The 20th International Conference on Principles of Knowledge Representation and Reasoning (KR 2023) was held this September in Rhodes, Greece. The KR conference series is the leading forum for the comprehensive and up-to-date exploration of progress in the theory and principles underlying the representation and computational management of knowledge.
The KR 2023 was very successful for Agata Ciabattoni, head of the CAIML Special Interest Group Logics, and Thomas Eiter, CAIML board member, who were awarded with the Ray Reiter Best Paper Prize and Marco Cadoli Distinguished Student Paper Award respectively.
Ray Reiter Best Paper Prize
The Ray Reiter Best Paper Prize was introduced in 2004 in honor of the contributions made by Canadian computer scientist and logician Ray Reiter. The prize is sponsored by the Artificial Intelligence Journal. This year, the prize was presented to Agata Ciabattoni and Dmitry Rozplokhas for their paper “Streamlining Input/Output Logics with Sequent Calculi”.
Abstract: Input/Output (I/O) logic is a general framework for reasoning about conditional norms and/or causal relations. We streamline Bochman’s causal I/O logics via proof-search-oriented sequent calculi. Our calculi establish a natural syntactic link between the derivability in these logics and in the original I/O logics. As a consequence of our results, we obtain new, simple semantics for all these logics, complexity bounds, embeddings into normal modal logics, and efficient deduction methods. Our work encompasses many scattered results and provides uniform solutions to various unresolved problems.
Marco Cadoli Distinguished Student Paper Award
This year’s Marco Cadoli Distinguished Student Paper Award was presented to Rafael Kiesel and Thomas Eiter for their paper “Knowledge Compilation and more with SharpSAT-TD”.

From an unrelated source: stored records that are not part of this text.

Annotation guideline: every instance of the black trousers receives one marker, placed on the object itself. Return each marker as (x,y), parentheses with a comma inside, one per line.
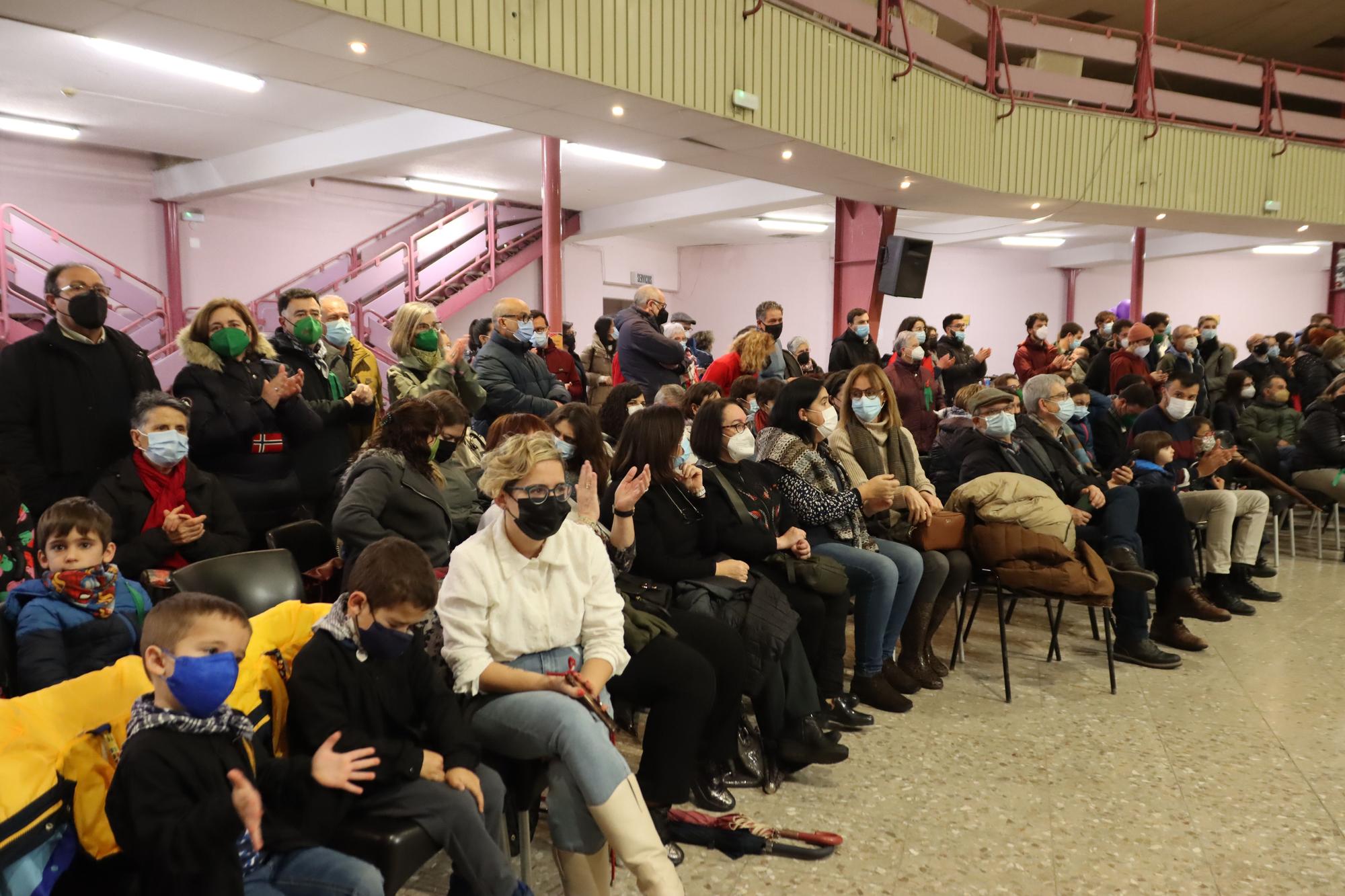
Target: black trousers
(821,628)
(693,688)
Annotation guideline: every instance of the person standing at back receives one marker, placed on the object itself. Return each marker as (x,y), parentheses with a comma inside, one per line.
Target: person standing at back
(649,358)
(856,345)
(514,377)
(71,392)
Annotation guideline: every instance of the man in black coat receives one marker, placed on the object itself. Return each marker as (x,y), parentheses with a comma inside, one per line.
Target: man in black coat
(648,357)
(329,391)
(969,365)
(71,392)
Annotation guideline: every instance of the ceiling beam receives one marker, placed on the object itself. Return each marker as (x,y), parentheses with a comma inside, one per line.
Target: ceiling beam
(738,198)
(384,142)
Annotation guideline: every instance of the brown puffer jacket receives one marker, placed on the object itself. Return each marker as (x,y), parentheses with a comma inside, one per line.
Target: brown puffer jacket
(1034,561)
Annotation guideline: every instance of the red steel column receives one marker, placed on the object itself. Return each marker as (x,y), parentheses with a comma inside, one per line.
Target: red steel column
(1071,280)
(861,231)
(1336,284)
(1137,276)
(552,299)
(176,318)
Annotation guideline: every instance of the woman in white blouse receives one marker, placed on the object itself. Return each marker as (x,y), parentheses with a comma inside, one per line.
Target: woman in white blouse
(525,599)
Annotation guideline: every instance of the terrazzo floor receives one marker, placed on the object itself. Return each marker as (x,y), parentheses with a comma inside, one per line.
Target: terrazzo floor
(1223,776)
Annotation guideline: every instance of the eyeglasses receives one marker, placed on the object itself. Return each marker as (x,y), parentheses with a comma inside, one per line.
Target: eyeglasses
(539,494)
(79,288)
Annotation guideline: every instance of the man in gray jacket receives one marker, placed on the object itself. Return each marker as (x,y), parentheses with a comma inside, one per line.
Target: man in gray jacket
(516,380)
(648,357)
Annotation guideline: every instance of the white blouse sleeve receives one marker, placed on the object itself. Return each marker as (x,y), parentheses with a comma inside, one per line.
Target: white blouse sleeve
(463,612)
(603,631)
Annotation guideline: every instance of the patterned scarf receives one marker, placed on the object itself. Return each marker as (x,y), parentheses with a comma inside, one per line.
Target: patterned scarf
(92,589)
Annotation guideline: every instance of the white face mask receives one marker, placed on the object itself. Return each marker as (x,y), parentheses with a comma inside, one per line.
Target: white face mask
(1179,408)
(743,446)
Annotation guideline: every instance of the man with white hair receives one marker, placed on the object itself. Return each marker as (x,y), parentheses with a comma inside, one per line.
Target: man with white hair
(648,357)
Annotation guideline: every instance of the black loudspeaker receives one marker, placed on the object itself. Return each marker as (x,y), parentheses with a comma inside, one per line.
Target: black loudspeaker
(905,267)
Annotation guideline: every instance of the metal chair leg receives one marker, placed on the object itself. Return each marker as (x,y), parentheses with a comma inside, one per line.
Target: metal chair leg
(1004,641)
(1112,661)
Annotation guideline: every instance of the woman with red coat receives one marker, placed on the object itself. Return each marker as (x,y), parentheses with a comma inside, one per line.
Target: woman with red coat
(919,392)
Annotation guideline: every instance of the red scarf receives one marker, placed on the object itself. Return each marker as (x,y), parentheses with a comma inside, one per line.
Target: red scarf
(166,490)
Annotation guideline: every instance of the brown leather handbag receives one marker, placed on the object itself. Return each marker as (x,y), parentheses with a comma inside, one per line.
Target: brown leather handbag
(944,530)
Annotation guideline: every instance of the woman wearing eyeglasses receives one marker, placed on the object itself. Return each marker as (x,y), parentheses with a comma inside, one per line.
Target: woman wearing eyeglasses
(528,599)
(393,487)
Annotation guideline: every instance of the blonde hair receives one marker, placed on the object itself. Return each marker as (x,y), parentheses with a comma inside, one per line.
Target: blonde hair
(754,348)
(404,326)
(201,323)
(513,460)
(880,381)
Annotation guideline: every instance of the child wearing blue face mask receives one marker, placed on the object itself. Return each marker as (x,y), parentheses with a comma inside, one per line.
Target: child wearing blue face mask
(196,805)
(367,676)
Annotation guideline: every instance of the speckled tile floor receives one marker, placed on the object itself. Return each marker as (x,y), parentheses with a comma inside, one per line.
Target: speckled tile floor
(1223,776)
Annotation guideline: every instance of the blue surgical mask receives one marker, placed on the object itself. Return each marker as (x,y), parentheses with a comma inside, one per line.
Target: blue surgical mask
(202,684)
(340,334)
(1001,424)
(867,408)
(166,448)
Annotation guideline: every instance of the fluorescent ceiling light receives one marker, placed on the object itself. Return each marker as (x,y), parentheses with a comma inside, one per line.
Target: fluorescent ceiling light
(793,227)
(792,216)
(38,128)
(450,189)
(1040,243)
(1285,249)
(178,67)
(615,155)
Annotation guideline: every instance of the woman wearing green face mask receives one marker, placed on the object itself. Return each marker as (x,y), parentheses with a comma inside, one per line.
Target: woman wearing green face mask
(427,361)
(245,413)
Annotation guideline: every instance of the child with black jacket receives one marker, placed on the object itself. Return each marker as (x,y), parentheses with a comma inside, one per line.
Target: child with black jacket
(362,676)
(193,805)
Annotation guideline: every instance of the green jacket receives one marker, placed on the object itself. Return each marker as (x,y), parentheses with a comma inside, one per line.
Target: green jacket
(1270,420)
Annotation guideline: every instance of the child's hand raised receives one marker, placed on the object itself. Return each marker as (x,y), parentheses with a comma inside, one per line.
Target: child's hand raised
(341,771)
(248,805)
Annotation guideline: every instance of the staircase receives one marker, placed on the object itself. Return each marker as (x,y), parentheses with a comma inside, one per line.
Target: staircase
(447,255)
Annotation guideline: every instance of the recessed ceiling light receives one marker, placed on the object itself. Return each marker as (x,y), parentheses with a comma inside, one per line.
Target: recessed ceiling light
(178,67)
(615,155)
(1039,243)
(793,227)
(38,128)
(1285,249)
(443,189)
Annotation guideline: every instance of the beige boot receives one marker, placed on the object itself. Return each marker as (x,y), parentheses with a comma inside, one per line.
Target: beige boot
(626,822)
(584,874)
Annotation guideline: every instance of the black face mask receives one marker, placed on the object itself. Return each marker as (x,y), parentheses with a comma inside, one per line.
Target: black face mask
(88,310)
(543,521)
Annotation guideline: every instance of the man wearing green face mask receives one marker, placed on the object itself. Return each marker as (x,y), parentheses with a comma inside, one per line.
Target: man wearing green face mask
(329,389)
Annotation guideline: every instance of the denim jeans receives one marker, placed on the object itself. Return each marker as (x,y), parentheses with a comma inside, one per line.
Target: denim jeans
(314,872)
(586,767)
(884,585)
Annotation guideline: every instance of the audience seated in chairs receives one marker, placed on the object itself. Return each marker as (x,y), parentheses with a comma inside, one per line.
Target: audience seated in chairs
(525,600)
(395,489)
(166,513)
(247,413)
(871,440)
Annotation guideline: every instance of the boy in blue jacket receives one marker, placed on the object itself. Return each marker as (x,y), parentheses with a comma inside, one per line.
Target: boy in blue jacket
(81,614)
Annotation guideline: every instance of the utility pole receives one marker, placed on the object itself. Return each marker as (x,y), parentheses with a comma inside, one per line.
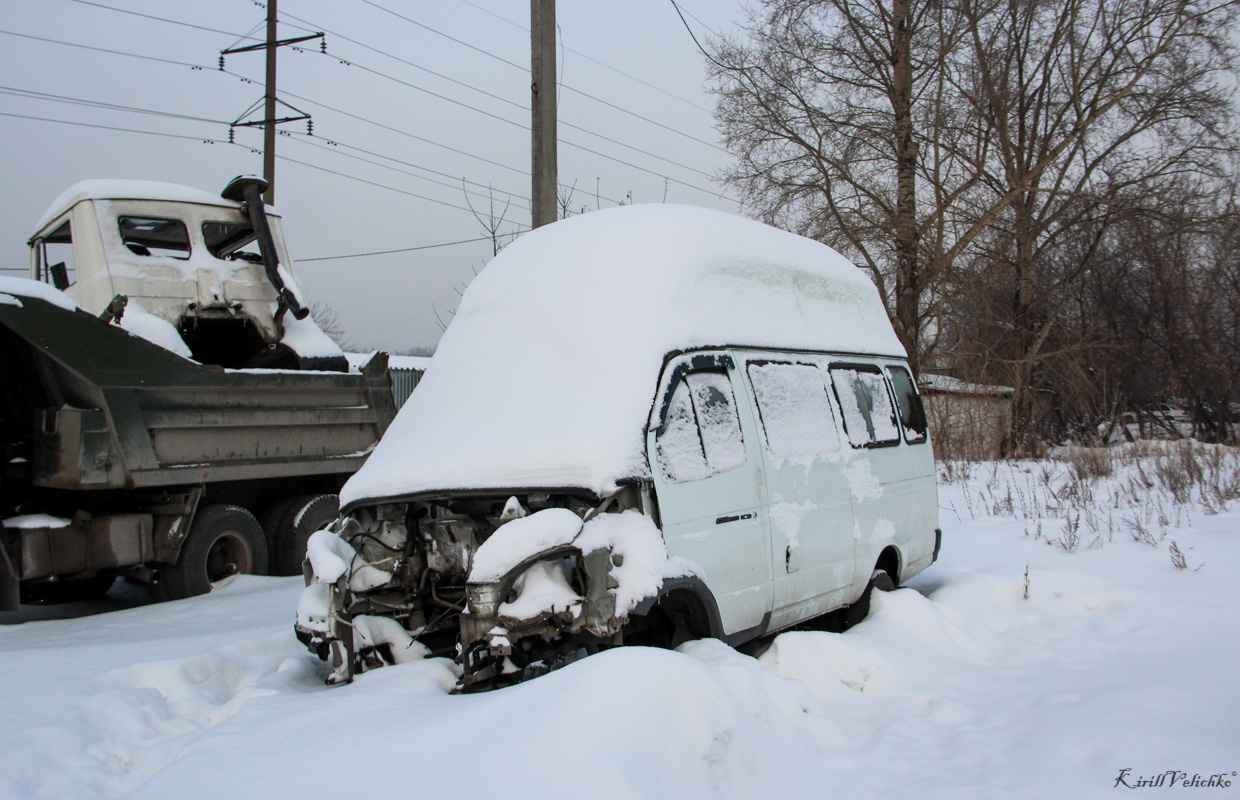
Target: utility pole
(269,119)
(269,108)
(543,129)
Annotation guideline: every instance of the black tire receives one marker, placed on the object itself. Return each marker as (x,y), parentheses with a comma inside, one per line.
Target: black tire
(879,581)
(223,541)
(67,591)
(305,516)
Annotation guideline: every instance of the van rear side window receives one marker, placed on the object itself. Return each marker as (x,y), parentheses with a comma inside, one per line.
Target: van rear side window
(702,434)
(795,411)
(869,414)
(913,416)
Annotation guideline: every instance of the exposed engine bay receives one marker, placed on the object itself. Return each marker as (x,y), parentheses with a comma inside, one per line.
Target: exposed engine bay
(510,586)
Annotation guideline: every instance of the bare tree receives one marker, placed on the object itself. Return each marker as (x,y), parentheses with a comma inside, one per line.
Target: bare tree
(1091,104)
(329,321)
(838,117)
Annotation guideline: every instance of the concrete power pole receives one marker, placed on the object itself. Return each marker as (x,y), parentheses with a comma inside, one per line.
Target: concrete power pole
(544,171)
(269,108)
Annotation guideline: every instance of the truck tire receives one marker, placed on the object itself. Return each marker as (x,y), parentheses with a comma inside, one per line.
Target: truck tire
(223,541)
(304,517)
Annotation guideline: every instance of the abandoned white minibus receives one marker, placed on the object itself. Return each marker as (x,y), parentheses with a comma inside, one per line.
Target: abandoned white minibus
(645,424)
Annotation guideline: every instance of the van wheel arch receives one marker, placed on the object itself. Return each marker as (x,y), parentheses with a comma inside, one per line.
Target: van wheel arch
(683,609)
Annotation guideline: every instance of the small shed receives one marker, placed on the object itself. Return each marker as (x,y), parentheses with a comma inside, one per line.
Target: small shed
(967,421)
(406,371)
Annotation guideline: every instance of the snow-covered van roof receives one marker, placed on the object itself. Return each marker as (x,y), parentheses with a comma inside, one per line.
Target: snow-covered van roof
(546,376)
(99,189)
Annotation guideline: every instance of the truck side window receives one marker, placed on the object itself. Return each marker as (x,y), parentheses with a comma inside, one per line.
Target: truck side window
(869,414)
(148,236)
(702,434)
(226,240)
(913,416)
(795,411)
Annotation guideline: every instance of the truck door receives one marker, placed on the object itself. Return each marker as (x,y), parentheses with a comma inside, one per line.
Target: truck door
(708,483)
(807,506)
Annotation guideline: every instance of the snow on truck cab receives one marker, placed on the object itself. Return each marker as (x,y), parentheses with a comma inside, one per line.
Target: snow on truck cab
(213,267)
(645,424)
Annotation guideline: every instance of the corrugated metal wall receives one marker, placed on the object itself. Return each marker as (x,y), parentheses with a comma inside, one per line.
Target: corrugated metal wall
(403,382)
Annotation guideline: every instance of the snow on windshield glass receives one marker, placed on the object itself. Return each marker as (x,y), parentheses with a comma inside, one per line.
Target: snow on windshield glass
(869,416)
(547,373)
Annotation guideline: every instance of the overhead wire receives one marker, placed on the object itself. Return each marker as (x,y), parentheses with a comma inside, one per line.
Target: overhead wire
(402,249)
(298,97)
(164,19)
(104,50)
(76,101)
(563,86)
(592,60)
(473,88)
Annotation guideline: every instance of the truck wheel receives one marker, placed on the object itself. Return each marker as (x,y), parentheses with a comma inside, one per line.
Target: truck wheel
(305,516)
(878,582)
(223,541)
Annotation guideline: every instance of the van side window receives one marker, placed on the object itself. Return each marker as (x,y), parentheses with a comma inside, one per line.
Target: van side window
(869,414)
(913,416)
(148,236)
(795,411)
(702,434)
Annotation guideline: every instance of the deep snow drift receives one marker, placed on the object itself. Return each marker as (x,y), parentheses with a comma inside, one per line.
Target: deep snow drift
(1011,669)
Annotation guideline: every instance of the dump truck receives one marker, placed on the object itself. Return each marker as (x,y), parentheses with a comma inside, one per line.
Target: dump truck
(169,413)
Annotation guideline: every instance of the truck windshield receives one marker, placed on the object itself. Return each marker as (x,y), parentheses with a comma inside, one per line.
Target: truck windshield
(148,236)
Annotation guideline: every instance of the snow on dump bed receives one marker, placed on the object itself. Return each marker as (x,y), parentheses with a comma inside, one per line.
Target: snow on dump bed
(547,373)
(27,288)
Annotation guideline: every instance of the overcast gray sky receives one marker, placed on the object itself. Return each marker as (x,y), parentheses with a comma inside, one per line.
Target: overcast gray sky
(620,61)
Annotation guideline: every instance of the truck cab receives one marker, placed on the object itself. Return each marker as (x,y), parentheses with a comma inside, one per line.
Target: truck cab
(190,258)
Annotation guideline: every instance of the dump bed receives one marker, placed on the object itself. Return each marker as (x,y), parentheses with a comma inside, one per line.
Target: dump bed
(88,406)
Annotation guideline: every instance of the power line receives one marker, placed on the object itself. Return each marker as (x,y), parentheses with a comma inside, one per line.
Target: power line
(164,19)
(403,249)
(149,133)
(563,86)
(592,60)
(474,88)
(104,50)
(334,146)
(362,180)
(76,101)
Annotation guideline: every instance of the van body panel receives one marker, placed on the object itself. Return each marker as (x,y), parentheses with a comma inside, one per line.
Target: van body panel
(809,511)
(717,521)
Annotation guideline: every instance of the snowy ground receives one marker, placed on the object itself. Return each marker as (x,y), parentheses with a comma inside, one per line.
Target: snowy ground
(1011,669)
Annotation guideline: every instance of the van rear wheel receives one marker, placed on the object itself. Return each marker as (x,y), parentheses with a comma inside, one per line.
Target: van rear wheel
(879,581)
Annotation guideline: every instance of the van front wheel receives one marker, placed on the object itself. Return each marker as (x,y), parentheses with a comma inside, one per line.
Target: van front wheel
(879,581)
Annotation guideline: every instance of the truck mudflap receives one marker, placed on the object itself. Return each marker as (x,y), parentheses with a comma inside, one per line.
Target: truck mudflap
(10,584)
(41,546)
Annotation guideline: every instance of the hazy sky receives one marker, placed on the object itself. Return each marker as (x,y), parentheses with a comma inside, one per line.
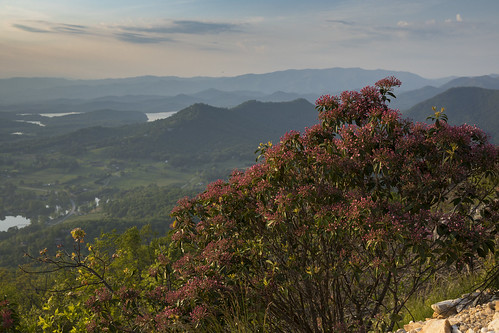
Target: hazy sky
(122,38)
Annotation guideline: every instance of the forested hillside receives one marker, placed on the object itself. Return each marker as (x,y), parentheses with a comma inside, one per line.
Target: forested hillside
(464,105)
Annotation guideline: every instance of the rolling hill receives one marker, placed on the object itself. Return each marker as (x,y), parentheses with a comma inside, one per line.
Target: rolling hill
(470,105)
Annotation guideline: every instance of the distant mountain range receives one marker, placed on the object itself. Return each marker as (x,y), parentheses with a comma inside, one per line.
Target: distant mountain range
(406,100)
(307,81)
(197,134)
(470,105)
(210,102)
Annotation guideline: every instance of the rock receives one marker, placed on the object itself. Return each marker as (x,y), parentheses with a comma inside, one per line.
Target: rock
(413,325)
(494,324)
(437,326)
(446,308)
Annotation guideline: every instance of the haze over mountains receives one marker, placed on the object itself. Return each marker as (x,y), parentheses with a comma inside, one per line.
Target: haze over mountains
(23,100)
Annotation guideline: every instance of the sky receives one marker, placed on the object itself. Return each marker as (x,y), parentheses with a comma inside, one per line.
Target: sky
(93,39)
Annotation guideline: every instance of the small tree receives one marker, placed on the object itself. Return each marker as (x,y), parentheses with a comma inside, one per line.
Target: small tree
(337,227)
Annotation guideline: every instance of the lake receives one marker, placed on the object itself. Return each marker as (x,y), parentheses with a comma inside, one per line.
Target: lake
(159,115)
(13,221)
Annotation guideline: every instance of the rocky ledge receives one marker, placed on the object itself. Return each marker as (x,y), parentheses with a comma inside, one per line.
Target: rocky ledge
(476,312)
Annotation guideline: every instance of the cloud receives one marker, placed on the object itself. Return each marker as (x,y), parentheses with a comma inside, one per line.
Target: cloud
(140,38)
(186,27)
(30,29)
(343,22)
(50,27)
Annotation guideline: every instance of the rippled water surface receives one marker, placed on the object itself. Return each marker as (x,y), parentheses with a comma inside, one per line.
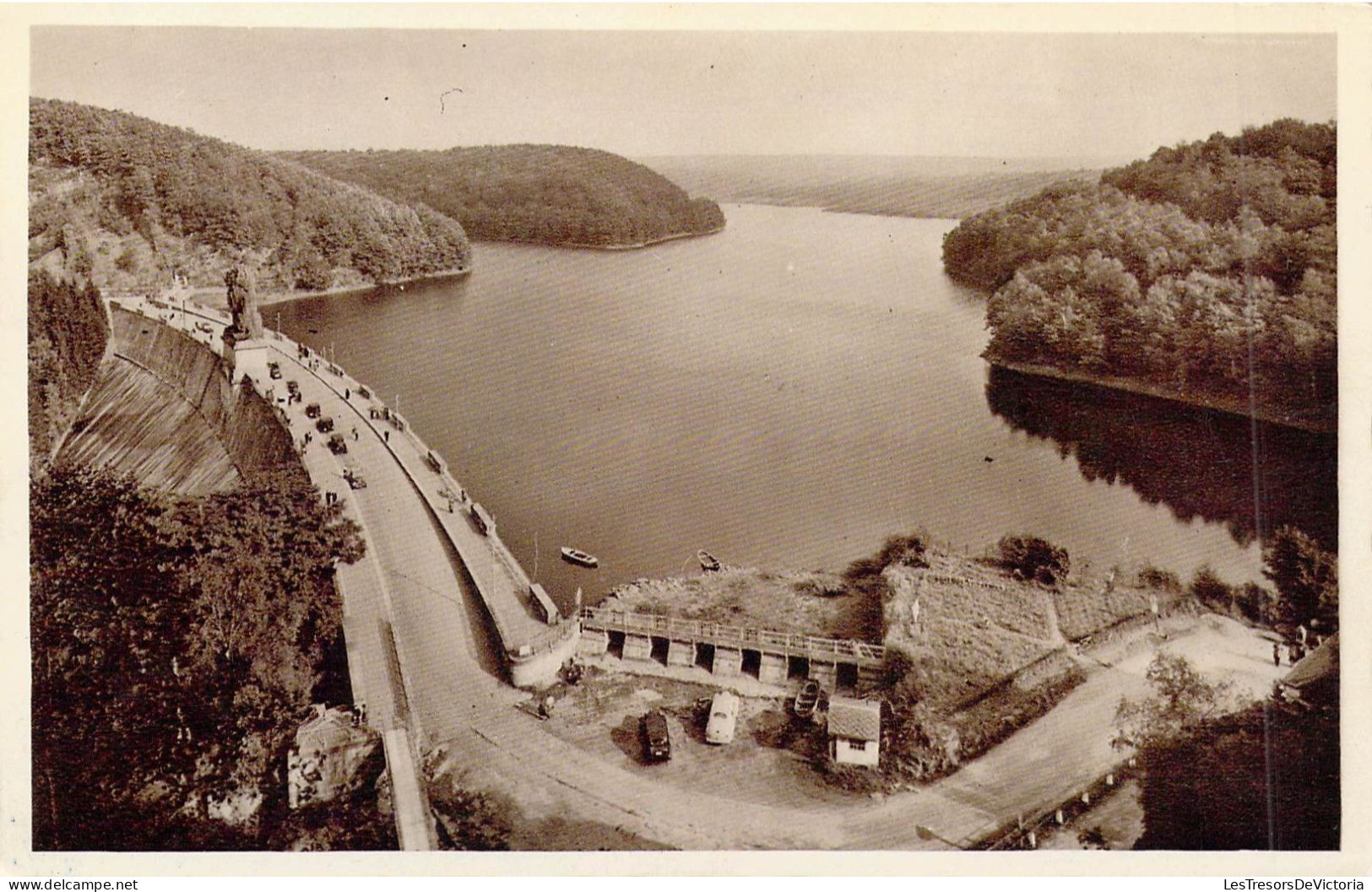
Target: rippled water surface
(788,392)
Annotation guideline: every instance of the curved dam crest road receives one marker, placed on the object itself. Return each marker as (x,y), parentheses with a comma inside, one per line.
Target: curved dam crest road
(457,705)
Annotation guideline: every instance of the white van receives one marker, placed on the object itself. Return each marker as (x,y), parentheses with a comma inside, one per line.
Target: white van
(724,716)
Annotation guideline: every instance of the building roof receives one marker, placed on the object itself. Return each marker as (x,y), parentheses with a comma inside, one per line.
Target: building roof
(1316,666)
(856,719)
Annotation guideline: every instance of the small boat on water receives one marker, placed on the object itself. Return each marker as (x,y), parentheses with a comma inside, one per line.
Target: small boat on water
(577,556)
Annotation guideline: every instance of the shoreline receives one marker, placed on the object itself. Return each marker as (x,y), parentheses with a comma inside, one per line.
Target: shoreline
(578,246)
(215,298)
(1113,381)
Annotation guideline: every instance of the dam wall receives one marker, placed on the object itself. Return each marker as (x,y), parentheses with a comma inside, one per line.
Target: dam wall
(162,409)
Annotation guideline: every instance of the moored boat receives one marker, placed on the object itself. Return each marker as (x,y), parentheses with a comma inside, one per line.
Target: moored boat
(577,556)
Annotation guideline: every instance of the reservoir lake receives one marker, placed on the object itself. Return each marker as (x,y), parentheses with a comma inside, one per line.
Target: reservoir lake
(788,392)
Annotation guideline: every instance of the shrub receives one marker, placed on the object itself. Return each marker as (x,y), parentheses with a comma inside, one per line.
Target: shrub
(1031,558)
(1209,589)
(899,550)
(1152,576)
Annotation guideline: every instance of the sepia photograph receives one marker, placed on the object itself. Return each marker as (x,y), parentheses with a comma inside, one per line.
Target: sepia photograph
(559,438)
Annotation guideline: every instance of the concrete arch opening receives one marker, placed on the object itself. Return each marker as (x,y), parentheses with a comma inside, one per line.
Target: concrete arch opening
(847,677)
(752,663)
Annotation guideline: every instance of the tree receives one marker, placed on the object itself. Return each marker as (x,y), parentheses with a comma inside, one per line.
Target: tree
(1031,558)
(1305,576)
(1181,700)
(175,646)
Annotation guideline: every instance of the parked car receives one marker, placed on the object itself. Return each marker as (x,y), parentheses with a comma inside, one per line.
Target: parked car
(724,716)
(658,741)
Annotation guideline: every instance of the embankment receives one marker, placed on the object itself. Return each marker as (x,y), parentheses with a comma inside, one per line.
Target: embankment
(1216,403)
(164,411)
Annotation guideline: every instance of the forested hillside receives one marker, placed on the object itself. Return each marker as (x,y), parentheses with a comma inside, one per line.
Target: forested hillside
(176,646)
(68,333)
(127,201)
(1207,272)
(544,194)
(885,186)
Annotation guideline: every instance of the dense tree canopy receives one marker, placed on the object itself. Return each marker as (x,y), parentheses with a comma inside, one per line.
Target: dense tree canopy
(1306,578)
(68,333)
(544,194)
(175,646)
(168,184)
(1207,271)
(1266,778)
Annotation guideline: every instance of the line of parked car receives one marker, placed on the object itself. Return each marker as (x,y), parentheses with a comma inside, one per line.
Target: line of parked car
(722,722)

Abstract: SharpSAT-TD is a recently published exact model counter that performed exceptionally well in the recent editions of the Model Counting Competition. Notably, it additionally features weighted model counting capabilities over any semiring. In this work, we show how to exploit this fact to use SharpSAT-TD as a knowledge compiler to the class of sd-DNNF circuits. Our experimental evaluation shows that the efficiency of SharpSAT-TD for (weighted) model counting transfers to knowledge compilation, since it outperforms other state of the art knowledge compilers on standard benchmark sets. Additionally, we generalized SharpSAT-TD’s preprocessing to support arbitrary semirings and consider the utility of auxiliary variables in this setting.